I'm not disputing that humans have the most advanced grammatic language by far. And that, as soon as the first few rules are learned (it's "around them"), even small children are capable of extrapolating correct uses of morphemes. In fact, the beaty of human language is how it uses a very restricted set of phonemes, morphemes and grammatical rules to correlate them to create such an almost infinite number of combinations to describe the the world around us and the world inside our heads (the "trick", as it is, is in the combinations). I just don't see why intelligent animals, like birs, dolphins, for instance, could not do the same, after a few generations of structuring similar rules. Keeo in mind that even our languages were once, about a 100 thousand years ago I guess, a collection of simple rumblings. Language has occurred so far only in this species of naked apes of ours, but I see no reason to believe that happened because we have some sort of genetic uniqueness towards it, it was only an accidental mishap (that's the thesis I'm defending).

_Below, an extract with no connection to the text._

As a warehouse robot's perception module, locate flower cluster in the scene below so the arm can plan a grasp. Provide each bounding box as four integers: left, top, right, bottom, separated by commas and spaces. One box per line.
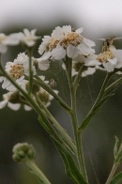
0, 26, 122, 111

In the anedoctal side, I remember one of those clever parrots ina some Disney side show I attended when I was a child. The handler presented a parrot who could make simple math operations (adding, subtractin, and even multuplying and dividing, if it didn't involve two digit figures). He dare the audience to test it.
"Ten plus five!" There goes the parrot, knocking a lever down 15 times.
"Two times three!" There goes the parrot, knocking a lever down 6 times.
"Seventeen minus fourteen!" There goes the parrot, knocking a lever down 3 times.
Then, some smartass kid comes with the following "Ten minus fifteen!"
The parrots looks confused to the kid, than to his handler, as if asking for directions. Then he goes about pulling the lever repeatedly, until the handler says "Stop that, or everybody will think you're crazy". At which moment everybody laughs, the parrots stops, and exits the stage, looking humiliated.